The outgoing president took another deceptive public step on Dec. 2: He ordered the remaining 700 U.S. troops out of Somalia. These troops are part of the U.S. AFRICOM force that promotes U.S. imperialist interests throughout Africa. They will first redeploy to nearby Kenya, also in East Africa.

The U.S. troops have been carrying out extensive drone warfare against the Somali-based organization, al-Shabab.

Besides withdrawing troops from Somalia, Acting Defense Secretary Christopher Miller announced administration plans in November to reduce U.S. troops from 3,000 to 2,500 in Iraq and from 4,500 to 2,500 in Afghanistan by mid-January.

Both big capitalist parties have started wars. Don’t expect this to change.

Republican as well as Democratic administrations have ordered, since 1990, major aggressive wars against Iraq, Yugoslavia, Afghanistan, Iraq again, and with smaller forces against Syria, Libya and Ukraine. They have carried out strikes across Africa and engaged in subversion aimed at overthrowing progressive governments in Latin America.

The Republican and Democratic Party establishments share a common foreign policy goal: to maintain and if possible increase U.S. economic and strategic U.S. domination of the world. The Pentagon, the State Department, the CIA and various other sectors of the state apparatus enforce this strategy, regardless of which party is running the government.

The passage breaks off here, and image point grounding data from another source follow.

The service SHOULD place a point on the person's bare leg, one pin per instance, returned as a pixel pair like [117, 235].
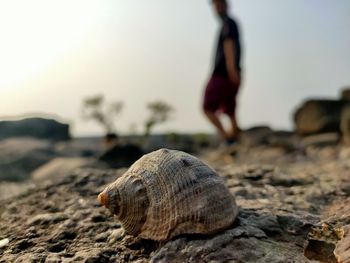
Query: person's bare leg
[235, 130]
[213, 118]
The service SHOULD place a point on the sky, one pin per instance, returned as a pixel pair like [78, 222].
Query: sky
[53, 54]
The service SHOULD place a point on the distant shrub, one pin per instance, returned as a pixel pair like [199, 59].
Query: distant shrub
[95, 108]
[159, 112]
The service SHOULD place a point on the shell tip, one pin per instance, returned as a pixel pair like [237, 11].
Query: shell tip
[102, 198]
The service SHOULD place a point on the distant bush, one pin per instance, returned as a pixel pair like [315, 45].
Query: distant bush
[159, 112]
[95, 108]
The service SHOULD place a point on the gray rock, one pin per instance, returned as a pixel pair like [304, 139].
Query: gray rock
[345, 94]
[324, 139]
[345, 125]
[20, 156]
[35, 127]
[60, 167]
[319, 116]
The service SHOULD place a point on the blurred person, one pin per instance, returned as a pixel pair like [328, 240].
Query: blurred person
[223, 86]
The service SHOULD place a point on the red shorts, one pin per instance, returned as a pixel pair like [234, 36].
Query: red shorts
[220, 95]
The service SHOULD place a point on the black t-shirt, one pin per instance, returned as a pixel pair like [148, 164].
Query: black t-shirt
[229, 30]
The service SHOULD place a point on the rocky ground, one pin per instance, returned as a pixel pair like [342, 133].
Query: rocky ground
[294, 207]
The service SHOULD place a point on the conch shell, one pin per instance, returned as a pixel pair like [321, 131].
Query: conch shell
[168, 193]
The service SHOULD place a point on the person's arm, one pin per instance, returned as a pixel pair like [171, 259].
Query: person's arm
[233, 73]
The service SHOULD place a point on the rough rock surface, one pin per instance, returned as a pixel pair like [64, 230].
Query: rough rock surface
[345, 125]
[285, 198]
[39, 128]
[318, 116]
[20, 156]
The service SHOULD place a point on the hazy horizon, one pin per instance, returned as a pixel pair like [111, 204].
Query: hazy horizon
[56, 53]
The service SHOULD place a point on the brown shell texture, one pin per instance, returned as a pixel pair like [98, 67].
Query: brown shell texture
[168, 193]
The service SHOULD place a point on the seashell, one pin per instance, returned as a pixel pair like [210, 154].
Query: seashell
[168, 193]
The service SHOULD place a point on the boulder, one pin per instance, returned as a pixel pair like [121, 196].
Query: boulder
[319, 116]
[20, 156]
[345, 125]
[62, 166]
[119, 156]
[35, 127]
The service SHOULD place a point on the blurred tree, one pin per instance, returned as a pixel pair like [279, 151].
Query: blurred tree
[160, 112]
[94, 108]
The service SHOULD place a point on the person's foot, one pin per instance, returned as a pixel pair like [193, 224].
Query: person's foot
[231, 141]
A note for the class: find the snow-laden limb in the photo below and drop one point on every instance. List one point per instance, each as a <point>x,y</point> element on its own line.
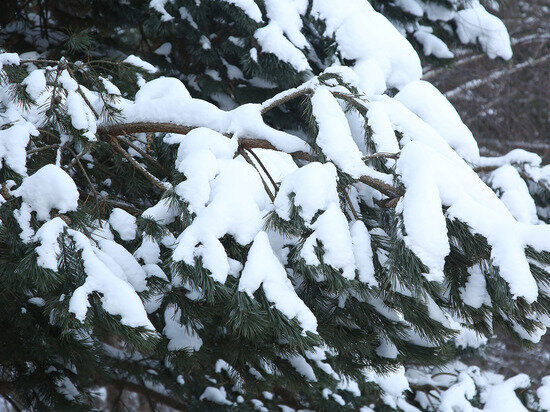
<point>475,24</point>
<point>118,296</point>
<point>543,392</point>
<point>262,268</point>
<point>454,185</point>
<point>514,193</point>
<point>49,188</point>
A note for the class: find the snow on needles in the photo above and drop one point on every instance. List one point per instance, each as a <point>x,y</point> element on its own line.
<point>263,268</point>
<point>50,187</point>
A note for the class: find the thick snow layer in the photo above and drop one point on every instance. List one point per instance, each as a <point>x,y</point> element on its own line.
<point>249,7</point>
<point>49,188</point>
<point>149,252</point>
<point>502,397</point>
<point>458,396</point>
<point>142,64</point>
<point>516,156</point>
<point>118,297</point>
<point>475,24</point>
<point>49,246</point>
<point>35,83</point>
<point>314,189</point>
<point>432,181</point>
<point>362,251</point>
<point>82,117</point>
<point>132,269</point>
<point>514,193</point>
<point>180,335</point>
<point>263,268</point>
<point>123,223</point>
<point>410,6</point>
<point>543,392</point>
<point>331,229</point>
<point>13,143</point>
<point>232,209</point>
<point>433,45</point>
<point>334,137</point>
<point>286,13</point>
<point>9,58</point>
<point>216,395</point>
<point>272,40</point>
<point>430,105</point>
<point>380,41</point>
<point>159,5</point>
<point>167,100</point>
<point>475,293</point>
<point>302,367</point>
<point>110,87</point>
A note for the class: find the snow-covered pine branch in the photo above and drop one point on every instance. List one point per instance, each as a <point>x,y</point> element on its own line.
<point>307,250</point>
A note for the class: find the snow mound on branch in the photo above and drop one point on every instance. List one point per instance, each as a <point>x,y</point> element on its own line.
<point>286,13</point>
<point>123,223</point>
<point>167,100</point>
<point>432,181</point>
<point>514,193</point>
<point>236,201</point>
<point>35,83</point>
<point>262,268</point>
<point>475,24</point>
<point>335,138</point>
<point>362,251</point>
<point>117,296</point>
<point>272,40</point>
<point>314,189</point>
<point>332,231</point>
<point>133,271</point>
<point>180,335</point>
<point>82,117</point>
<point>142,64</point>
<point>249,7</point>
<point>432,44</point>
<point>430,105</point>
<point>543,392</point>
<point>13,143</point>
<point>350,20</point>
<point>9,58</point>
<point>50,187</point>
<point>48,250</point>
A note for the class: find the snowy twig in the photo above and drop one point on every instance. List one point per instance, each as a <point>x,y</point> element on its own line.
<point>381,154</point>
<point>243,153</point>
<point>154,181</point>
<point>79,90</point>
<point>284,97</point>
<point>152,127</point>
<point>105,132</point>
<point>39,149</point>
<point>143,153</point>
<point>264,169</point>
<point>81,168</point>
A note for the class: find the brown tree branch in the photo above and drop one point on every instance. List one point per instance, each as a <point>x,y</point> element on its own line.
<point>152,179</point>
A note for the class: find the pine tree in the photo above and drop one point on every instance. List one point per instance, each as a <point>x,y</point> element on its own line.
<point>302,251</point>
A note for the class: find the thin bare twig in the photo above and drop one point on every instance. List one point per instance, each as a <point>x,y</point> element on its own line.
<point>243,153</point>
<point>264,169</point>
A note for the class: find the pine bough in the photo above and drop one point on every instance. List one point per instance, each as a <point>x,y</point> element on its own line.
<point>200,255</point>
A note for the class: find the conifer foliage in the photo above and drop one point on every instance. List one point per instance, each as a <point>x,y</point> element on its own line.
<point>274,210</point>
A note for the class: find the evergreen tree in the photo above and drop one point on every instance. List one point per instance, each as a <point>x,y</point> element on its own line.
<point>302,251</point>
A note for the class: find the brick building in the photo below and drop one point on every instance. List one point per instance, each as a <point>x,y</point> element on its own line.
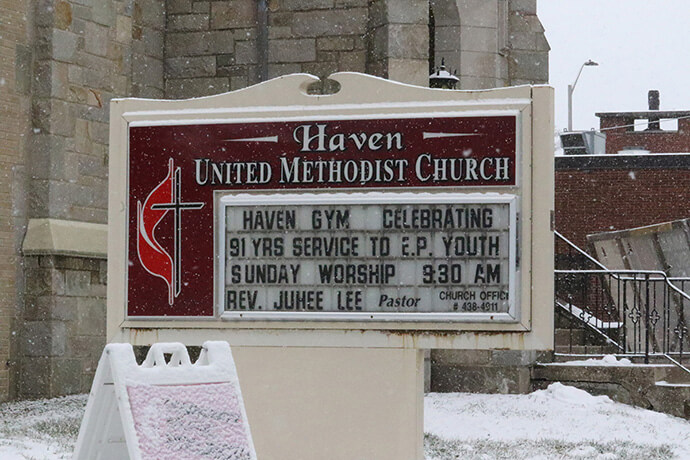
<point>61,61</point>
<point>625,188</point>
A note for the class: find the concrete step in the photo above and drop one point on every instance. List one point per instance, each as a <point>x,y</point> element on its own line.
<point>586,349</point>
<point>661,387</point>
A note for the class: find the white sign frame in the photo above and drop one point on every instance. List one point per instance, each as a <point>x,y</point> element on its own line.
<point>225,200</point>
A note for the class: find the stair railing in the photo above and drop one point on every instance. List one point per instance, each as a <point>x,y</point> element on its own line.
<point>632,312</point>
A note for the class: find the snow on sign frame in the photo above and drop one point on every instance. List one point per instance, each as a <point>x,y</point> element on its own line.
<point>165,408</point>
<point>179,167</point>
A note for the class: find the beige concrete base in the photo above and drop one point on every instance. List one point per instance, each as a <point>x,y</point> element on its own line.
<point>333,403</point>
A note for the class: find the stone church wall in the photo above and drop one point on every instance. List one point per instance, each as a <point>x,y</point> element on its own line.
<point>62,61</point>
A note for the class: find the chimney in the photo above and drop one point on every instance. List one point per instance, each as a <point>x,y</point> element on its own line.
<point>653,100</point>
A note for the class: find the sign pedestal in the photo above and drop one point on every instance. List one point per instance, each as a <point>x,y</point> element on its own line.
<point>311,403</point>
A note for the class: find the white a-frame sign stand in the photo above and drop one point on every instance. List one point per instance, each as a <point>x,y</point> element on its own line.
<point>165,408</point>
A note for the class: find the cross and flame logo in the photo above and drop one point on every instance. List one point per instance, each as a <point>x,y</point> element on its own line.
<point>164,198</point>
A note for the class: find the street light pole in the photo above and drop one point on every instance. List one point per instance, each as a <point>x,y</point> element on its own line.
<point>571,89</point>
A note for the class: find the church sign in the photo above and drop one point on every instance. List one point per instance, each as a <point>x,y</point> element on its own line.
<point>330,239</point>
<point>359,256</point>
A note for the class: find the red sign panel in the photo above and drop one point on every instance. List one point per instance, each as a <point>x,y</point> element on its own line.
<point>174,170</point>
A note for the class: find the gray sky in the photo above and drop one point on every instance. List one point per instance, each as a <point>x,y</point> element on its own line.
<point>639,45</point>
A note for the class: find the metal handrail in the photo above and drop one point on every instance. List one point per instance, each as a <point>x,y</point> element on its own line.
<point>662,276</point>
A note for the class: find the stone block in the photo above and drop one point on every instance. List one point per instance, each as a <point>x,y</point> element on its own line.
<point>148,71</point>
<point>61,118</point>
<point>276,70</point>
<point>199,43</point>
<point>478,64</point>
<point>66,377</point>
<point>103,13</point>
<point>447,38</point>
<point>233,14</point>
<point>91,317</point>
<point>246,53</point>
<point>321,68</point>
<point>49,307</point>
<point>351,3</point>
<point>525,6</point>
<point>377,14</point>
<point>22,68</point>
<point>201,7</point>
<point>87,348</point>
<point>279,32</point>
<point>34,377</point>
<point>335,43</point>
<point>98,132</point>
<point>513,357</point>
<point>408,12</point>
<point>480,379</point>
<point>469,82</point>
<point>445,12</point>
<point>152,13</point>
<point>412,71</point>
<point>238,82</point>
<point>244,34</point>
<point>63,15</point>
<point>187,67</point>
<point>304,5</point>
<point>179,6</point>
<point>378,49</point>
<point>181,22</point>
<point>43,338</point>
<point>96,39</point>
<point>292,50</point>
<point>451,59</point>
<point>280,19</point>
<point>542,44</point>
<point>179,88</point>
<point>531,66</point>
<point>330,22</point>
<point>354,61</point>
<point>483,39</point>
<point>479,13</point>
<point>123,29</point>
<point>460,357</point>
<point>65,45</point>
<point>408,41</point>
<point>77,282</point>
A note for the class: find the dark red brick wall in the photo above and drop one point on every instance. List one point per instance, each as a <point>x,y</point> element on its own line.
<point>656,141</point>
<point>598,200</point>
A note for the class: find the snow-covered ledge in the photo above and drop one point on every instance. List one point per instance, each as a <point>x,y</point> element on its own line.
<point>66,238</point>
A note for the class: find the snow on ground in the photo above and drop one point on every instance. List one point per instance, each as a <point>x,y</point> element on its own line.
<point>41,429</point>
<point>606,360</point>
<point>560,422</point>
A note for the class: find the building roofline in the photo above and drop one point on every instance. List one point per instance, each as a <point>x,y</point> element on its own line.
<point>646,114</point>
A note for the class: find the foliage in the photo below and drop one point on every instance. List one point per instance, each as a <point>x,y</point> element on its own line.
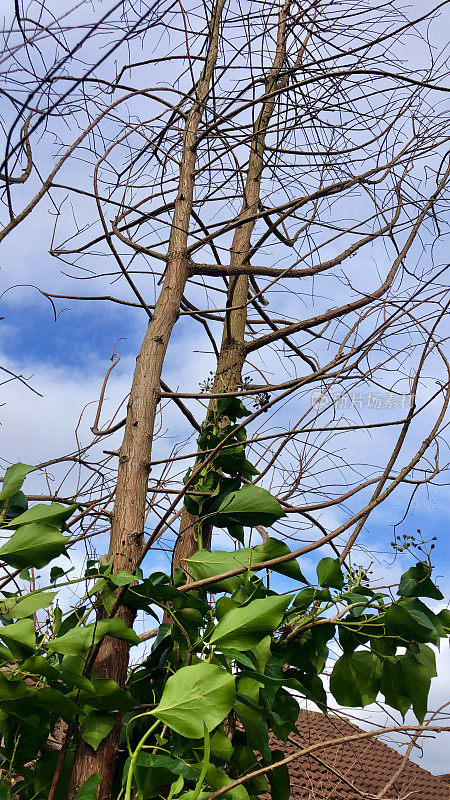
<point>228,667</point>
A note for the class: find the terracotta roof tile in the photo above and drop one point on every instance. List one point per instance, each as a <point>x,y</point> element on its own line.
<point>357,770</point>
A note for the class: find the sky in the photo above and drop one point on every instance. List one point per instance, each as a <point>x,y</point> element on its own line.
<point>63,362</point>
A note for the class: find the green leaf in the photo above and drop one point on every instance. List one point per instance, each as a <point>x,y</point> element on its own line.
<point>221,747</point>
<point>416,680</point>
<point>218,779</point>
<point>444,618</point>
<point>250,505</point>
<point>273,548</point>
<point>355,680</point>
<point>13,480</point>
<point>78,640</point>
<point>410,619</point>
<point>244,627</point>
<point>416,582</point>
<point>20,637</point>
<point>153,771</point>
<point>33,545</point>
<point>52,514</point>
<point>15,505</point>
<point>198,695</point>
<point>19,607</point>
<point>88,791</point>
<point>96,726</point>
<point>204,564</point>
<point>329,573</point>
<point>308,596</point>
<point>251,714</point>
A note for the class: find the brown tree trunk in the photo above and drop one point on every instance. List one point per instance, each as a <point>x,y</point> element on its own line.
<point>126,542</point>
<point>232,350</point>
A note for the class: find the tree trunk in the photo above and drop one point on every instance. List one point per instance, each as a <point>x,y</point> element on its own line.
<point>232,350</point>
<point>127,532</point>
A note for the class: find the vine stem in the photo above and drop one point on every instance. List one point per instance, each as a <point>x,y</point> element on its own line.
<point>133,758</point>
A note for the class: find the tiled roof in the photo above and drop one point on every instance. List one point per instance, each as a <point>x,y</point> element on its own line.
<point>357,770</point>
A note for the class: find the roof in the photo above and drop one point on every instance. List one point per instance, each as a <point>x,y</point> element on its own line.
<point>357,770</point>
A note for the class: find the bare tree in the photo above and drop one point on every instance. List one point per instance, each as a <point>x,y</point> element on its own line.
<point>273,182</point>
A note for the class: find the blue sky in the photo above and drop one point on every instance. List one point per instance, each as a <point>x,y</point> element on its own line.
<point>66,360</point>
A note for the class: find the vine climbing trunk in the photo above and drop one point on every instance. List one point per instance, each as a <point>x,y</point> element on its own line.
<point>127,537</point>
<point>232,353</point>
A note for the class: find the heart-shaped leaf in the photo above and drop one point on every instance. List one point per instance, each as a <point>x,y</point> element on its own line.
<point>52,514</point>
<point>33,545</point>
<point>245,627</point>
<point>13,480</point>
<point>198,695</point>
<point>250,505</point>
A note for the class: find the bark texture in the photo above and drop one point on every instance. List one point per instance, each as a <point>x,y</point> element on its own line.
<point>232,349</point>
<point>127,531</point>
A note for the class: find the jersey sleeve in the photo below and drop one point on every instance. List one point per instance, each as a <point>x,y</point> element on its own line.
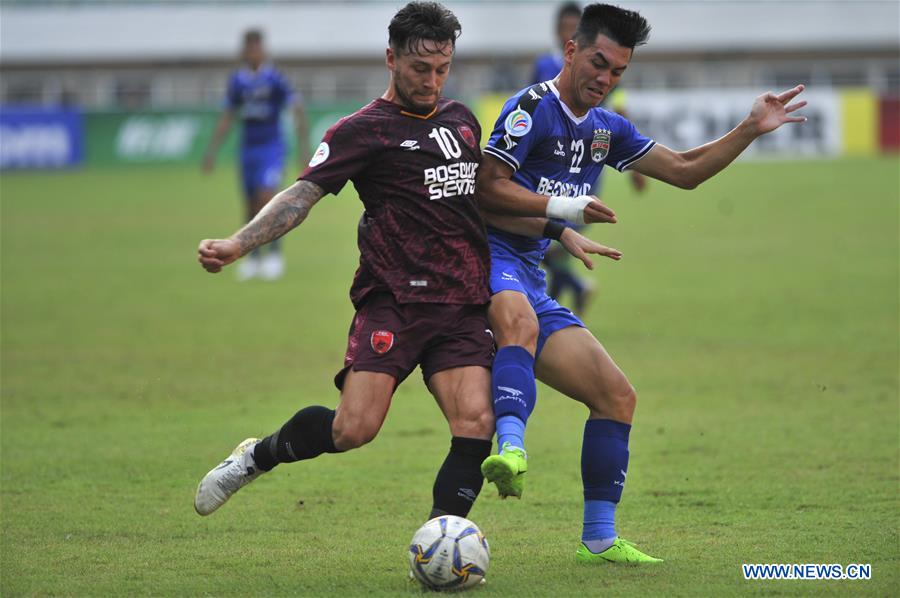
<point>628,145</point>
<point>343,154</point>
<point>518,129</point>
<point>284,91</point>
<point>232,94</point>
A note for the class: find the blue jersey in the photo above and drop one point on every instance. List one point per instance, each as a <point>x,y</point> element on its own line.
<point>554,152</point>
<point>259,97</point>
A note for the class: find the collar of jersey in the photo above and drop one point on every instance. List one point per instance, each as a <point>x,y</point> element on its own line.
<point>576,119</point>
<point>420,116</point>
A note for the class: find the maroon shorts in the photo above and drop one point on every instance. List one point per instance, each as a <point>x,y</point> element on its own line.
<point>393,338</point>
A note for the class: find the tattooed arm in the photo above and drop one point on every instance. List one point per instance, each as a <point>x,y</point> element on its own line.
<point>286,211</point>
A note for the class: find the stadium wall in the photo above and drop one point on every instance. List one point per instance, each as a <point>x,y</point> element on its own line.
<point>841,122</point>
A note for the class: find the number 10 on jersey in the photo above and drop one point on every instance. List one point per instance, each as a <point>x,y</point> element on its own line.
<point>446,141</point>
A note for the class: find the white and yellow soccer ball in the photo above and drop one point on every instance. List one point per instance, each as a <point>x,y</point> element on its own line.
<point>449,553</point>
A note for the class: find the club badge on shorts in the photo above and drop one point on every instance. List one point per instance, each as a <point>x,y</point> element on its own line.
<point>600,145</point>
<point>467,135</point>
<point>382,341</point>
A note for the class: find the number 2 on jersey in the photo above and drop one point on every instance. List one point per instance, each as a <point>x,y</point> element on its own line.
<point>577,154</point>
<point>446,142</point>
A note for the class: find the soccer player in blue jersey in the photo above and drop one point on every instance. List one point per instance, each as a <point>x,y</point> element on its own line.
<point>547,148</point>
<point>258,94</point>
<point>559,263</point>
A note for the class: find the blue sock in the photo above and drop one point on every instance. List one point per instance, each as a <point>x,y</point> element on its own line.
<point>514,392</point>
<point>512,430</point>
<point>604,463</point>
<point>599,530</point>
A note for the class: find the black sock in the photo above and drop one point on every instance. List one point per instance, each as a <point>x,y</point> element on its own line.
<point>304,436</point>
<point>459,480</point>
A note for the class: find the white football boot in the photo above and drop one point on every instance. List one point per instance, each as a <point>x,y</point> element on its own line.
<point>271,267</point>
<point>232,474</point>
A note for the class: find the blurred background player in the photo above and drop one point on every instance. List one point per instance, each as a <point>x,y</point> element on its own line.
<point>258,94</point>
<point>562,275</point>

Every invasion, bombing or other intervention by the U.S. has led to enormous suffering in the countries targeted, often with millions of victims. The interventions shower U.S. military industries with profits.

While the pretext for these interventions can be human rights, women’s rights or stopping terrorism — most often the real reason is to grab resources, usually oil, or to eliminate a strategic problem.

As U.S. imperialism’s economic and moral authority declines compared to  imperialist rivals — Europe, Japan — and especially to socialist China, Washington turns to weapons — where it is still Number One. Thus the drive to maintain hegemony pushes the world toward war no matter which party holds office.

Washington sometimes turns to other tools, from hired mercenaries to economic sanctions, to achieve the same goal of domination, with or without subversion or bombing. The sanctions sometimes kill as many people as war does.

In 2016, as an election ploy, Trump criticized “Washington’s endless wars,” although he supported them all when they began. After his four years in office, the longest ones — Iraq and Afghanistan — continue. His latest “withdrawals” might look like he’s trying to keep a 2016 election promise — but skepticism is justified.

Meanwhile he pumped up the Pentagon budget to record levels, exacerbated a confrontation with China, pulled out of the Intermediate Range Missile treaty with Russia, carried out many more drone strikes in Africa, dumped an historic agreement with Cuba, wrecked the nuclear treaty with Iran and assassinated an important Iranian political leader — or two.

Trump’s erratic aggression, however, is no reason to give the Democrats a free ride. Rep. Jim Langevin, a leading House Democrat and chair of the House subcommittee on intelligence and emerging threats, exposed Democratic Party warmongering. He called Trump’s Somalia withdrawal “a surrender to al-Qaida and a gift to China.” (theguardian.com, Dec. 4)

For the antiwar and anti-imperialist forces inside the U.S., any debate about Somalia should be seized as an opening to press demands to get U.S. troops out of all its 800-plus worldwide military bases, stop all U.S.-imposed sanctions and end U.S. world domination.